Machine Learning and Deep Learning

Knowhow and experience derived from early adoption of neural network techniques by particle physics community.

CERN's Know-How:

  • Particle physicists were among the first to use machine learning (ML) in software for analysis & simulations
  • First AI HENP seminar in 1990
  • Already in 2010, the CMS and LHCb experiments successfully introduced machine learning algorithms to its trigger system
  • Higgs boson discovery earlier than expected (2012), also with help of ML

Facts & Figures:

  • <10 μsec: ML applied for extremely fast decision making in CERN detector trigger systems
  • AUC> 90%: High true positive / low false positive rates achieved even in sparse images with little datapoints
  • >1000 times faster: Convolutional neural networks have dramatically decreased computing time in physics (vs traditional computing)
  • ~100% efficient: Highly reliable trace reconstruction algorithms using tailored neural network techniques, even with multiple tracks in one sensor

Value Proposition:

Read more about Machine Learning and Deep Learning here

Key Competences

Designing & Training Neural Networks:

CERN has a long history in the design and training of neural networks in for example classification, filtering, event and particle detection, regression, clustering and anomaly detection. Most of the ML/DL codes are tailor made using C++, Phyton, TensorFlow and Keras and applied in software or hardware (FPGAs).

Fast neural network inference in FPGAs:

CERN needs ultra fast machine learning interference (execution in μsec), requiring compact code for FPGAs.
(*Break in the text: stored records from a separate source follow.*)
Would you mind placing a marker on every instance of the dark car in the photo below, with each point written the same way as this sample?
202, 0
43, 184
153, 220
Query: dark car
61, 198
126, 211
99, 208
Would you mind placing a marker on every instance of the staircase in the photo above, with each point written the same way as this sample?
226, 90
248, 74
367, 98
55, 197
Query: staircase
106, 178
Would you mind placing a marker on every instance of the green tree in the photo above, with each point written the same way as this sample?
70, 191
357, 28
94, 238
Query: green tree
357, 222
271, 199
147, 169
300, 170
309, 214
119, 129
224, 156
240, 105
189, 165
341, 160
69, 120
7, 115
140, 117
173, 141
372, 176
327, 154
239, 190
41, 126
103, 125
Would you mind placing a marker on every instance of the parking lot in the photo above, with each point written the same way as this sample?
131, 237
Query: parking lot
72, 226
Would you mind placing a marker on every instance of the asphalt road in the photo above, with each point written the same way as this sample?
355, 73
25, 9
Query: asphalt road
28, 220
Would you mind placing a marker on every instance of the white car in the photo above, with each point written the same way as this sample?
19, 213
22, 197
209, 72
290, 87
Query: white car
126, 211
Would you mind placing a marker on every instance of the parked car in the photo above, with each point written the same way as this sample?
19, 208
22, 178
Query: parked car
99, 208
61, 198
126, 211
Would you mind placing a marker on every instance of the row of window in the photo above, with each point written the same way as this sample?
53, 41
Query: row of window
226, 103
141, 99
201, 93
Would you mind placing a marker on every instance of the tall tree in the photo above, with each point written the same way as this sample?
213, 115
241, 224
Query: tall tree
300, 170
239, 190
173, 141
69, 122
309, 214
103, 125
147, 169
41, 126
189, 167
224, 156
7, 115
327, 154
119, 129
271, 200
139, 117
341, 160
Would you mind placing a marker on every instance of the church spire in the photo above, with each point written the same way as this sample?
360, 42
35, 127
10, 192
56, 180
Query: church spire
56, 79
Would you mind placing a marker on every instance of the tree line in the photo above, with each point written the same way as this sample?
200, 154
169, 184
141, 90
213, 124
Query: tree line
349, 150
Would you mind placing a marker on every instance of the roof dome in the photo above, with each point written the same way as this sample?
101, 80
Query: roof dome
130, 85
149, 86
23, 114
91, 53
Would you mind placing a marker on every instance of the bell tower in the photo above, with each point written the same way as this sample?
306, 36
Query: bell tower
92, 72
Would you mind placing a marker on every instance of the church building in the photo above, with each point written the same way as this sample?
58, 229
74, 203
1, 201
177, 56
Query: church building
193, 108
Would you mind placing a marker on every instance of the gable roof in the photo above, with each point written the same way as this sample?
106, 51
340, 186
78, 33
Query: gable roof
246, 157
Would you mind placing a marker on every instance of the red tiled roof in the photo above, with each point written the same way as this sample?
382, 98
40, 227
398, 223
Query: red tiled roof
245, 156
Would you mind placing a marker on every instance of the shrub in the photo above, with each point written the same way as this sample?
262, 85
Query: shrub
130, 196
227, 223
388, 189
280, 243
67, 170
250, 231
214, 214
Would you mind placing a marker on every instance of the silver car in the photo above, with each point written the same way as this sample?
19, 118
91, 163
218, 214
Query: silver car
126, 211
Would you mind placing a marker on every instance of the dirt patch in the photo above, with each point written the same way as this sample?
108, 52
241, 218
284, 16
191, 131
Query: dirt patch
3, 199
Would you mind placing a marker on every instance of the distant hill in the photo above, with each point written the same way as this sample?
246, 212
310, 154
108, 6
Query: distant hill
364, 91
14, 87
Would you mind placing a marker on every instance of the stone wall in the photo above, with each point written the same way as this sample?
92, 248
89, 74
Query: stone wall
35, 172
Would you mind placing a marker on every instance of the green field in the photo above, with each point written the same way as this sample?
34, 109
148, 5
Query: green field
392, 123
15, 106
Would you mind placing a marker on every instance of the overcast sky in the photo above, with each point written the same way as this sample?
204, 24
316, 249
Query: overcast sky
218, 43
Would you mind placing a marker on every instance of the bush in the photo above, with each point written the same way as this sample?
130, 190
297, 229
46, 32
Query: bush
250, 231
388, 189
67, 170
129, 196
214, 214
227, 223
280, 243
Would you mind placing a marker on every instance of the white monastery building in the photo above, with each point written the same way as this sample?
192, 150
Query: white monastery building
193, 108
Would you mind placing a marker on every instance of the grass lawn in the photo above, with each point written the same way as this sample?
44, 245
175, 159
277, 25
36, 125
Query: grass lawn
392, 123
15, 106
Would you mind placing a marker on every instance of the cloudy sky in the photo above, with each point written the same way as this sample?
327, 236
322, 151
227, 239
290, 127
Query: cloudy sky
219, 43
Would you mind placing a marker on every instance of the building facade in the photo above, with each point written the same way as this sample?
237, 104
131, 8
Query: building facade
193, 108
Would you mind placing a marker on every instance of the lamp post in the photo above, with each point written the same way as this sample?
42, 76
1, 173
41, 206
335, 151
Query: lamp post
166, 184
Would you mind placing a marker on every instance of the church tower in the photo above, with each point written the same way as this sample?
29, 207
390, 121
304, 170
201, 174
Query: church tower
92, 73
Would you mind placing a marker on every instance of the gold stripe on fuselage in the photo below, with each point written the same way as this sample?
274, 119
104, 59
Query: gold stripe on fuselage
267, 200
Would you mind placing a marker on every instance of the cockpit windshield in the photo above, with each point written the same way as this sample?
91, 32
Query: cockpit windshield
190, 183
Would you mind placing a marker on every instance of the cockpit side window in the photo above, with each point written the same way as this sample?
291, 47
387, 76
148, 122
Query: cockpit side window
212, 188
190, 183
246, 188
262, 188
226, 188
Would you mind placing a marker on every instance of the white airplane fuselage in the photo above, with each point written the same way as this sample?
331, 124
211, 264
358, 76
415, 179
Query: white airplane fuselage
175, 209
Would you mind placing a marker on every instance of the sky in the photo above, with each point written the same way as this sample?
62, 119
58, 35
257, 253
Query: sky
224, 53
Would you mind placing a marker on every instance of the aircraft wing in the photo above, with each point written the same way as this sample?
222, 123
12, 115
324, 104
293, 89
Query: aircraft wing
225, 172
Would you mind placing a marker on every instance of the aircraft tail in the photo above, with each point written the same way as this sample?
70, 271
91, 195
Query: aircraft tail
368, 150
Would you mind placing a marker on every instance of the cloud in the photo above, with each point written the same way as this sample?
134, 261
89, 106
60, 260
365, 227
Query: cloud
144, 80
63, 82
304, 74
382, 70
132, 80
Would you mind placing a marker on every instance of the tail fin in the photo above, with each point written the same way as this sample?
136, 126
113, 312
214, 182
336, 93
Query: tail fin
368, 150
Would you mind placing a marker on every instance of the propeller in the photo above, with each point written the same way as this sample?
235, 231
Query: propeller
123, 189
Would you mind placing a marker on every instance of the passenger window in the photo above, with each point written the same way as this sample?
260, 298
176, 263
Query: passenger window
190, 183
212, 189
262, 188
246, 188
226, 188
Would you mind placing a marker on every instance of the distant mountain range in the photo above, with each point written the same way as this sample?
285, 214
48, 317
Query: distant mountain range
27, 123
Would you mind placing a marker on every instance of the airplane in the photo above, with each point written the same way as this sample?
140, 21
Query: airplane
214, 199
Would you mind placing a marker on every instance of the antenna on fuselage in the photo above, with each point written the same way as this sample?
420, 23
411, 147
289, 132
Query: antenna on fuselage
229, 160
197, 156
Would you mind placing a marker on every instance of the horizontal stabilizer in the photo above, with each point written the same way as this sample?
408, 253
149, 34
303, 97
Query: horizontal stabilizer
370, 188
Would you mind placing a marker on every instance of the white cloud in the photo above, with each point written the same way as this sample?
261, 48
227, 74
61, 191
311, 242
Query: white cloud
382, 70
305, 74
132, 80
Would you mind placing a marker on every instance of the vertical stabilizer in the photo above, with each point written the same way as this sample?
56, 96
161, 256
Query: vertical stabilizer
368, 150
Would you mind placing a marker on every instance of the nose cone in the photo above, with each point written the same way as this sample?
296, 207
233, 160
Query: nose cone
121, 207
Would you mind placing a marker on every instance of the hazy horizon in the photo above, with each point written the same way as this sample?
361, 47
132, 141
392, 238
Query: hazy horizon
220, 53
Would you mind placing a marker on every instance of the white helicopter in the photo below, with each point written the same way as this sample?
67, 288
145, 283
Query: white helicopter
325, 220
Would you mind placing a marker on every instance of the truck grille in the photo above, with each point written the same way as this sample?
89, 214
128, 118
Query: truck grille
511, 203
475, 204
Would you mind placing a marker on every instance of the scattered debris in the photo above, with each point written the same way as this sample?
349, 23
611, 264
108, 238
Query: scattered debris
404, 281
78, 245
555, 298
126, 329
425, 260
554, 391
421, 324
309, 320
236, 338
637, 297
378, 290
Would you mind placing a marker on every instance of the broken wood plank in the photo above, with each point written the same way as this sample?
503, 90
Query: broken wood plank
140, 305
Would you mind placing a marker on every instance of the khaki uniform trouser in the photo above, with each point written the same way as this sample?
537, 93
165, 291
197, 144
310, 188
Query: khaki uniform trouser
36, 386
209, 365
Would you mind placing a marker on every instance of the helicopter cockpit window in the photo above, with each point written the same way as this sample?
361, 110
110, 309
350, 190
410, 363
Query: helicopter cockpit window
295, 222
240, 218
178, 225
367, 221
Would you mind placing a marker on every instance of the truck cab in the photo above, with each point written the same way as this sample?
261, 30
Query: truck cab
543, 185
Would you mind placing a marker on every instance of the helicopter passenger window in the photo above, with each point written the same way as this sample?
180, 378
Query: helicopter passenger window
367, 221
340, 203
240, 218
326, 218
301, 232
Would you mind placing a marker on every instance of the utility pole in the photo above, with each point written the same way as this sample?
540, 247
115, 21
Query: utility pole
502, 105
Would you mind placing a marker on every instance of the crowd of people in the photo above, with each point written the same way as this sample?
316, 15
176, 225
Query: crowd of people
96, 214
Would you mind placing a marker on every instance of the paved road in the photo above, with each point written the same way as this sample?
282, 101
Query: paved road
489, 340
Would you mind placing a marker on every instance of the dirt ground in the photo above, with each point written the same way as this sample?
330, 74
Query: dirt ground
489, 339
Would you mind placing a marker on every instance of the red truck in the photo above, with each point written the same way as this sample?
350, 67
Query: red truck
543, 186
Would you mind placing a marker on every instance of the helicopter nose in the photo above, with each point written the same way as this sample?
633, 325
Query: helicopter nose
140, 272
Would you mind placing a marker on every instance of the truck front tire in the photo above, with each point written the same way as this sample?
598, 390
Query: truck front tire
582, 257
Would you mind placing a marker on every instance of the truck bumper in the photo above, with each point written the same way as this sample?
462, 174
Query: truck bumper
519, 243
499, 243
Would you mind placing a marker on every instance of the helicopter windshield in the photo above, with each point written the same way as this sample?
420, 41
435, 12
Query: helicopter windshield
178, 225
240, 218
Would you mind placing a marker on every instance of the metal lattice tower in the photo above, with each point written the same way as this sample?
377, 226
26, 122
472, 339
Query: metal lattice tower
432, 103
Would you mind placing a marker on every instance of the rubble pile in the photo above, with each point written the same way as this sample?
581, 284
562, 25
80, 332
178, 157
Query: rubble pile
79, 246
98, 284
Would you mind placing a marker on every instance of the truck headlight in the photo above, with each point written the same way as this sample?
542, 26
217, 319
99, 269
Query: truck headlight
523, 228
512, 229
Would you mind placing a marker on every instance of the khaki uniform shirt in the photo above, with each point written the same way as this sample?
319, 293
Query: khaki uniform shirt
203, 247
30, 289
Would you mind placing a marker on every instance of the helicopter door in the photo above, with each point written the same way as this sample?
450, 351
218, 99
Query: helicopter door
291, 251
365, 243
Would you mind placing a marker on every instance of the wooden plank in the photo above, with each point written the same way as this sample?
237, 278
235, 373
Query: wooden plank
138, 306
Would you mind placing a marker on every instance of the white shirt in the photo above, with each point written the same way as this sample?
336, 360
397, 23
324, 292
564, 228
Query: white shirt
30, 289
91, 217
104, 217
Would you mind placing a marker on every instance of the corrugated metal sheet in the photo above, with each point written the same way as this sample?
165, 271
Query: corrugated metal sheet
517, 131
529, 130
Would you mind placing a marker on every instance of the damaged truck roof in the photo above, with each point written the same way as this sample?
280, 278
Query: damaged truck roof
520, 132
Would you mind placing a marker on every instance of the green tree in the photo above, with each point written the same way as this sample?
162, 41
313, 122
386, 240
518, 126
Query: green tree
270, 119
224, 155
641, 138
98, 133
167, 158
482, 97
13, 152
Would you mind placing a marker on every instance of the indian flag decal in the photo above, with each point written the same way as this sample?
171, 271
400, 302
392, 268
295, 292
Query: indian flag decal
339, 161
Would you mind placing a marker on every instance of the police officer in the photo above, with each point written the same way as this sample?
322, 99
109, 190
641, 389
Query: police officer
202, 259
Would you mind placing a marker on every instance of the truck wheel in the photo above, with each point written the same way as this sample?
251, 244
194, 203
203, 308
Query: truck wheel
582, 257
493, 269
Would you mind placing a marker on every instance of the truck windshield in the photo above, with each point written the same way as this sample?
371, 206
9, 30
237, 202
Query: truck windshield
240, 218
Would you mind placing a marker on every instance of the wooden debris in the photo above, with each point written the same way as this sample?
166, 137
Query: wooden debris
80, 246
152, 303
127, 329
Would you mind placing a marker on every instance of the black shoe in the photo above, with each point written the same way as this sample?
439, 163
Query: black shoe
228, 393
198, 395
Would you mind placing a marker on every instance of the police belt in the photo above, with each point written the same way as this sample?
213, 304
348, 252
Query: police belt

A companion compiler package for this work is developed based on High-Level Synthesis (HLS) called hls4ml to build machine learning models in FPGAs, allowing for fast prototyping and shorter time to results.

Key Applications

TMVA as Open Source ML / DL Toolkit:

The open source Toolkit for Multivariate Data Analysis (TMVA) developed by CERN provides a machine learning environment for the processing and evaluation of multivariate classification, both binary and multi class, and regression techniques. It is integrated in ROOT, a modular scientific software toolkit (C++).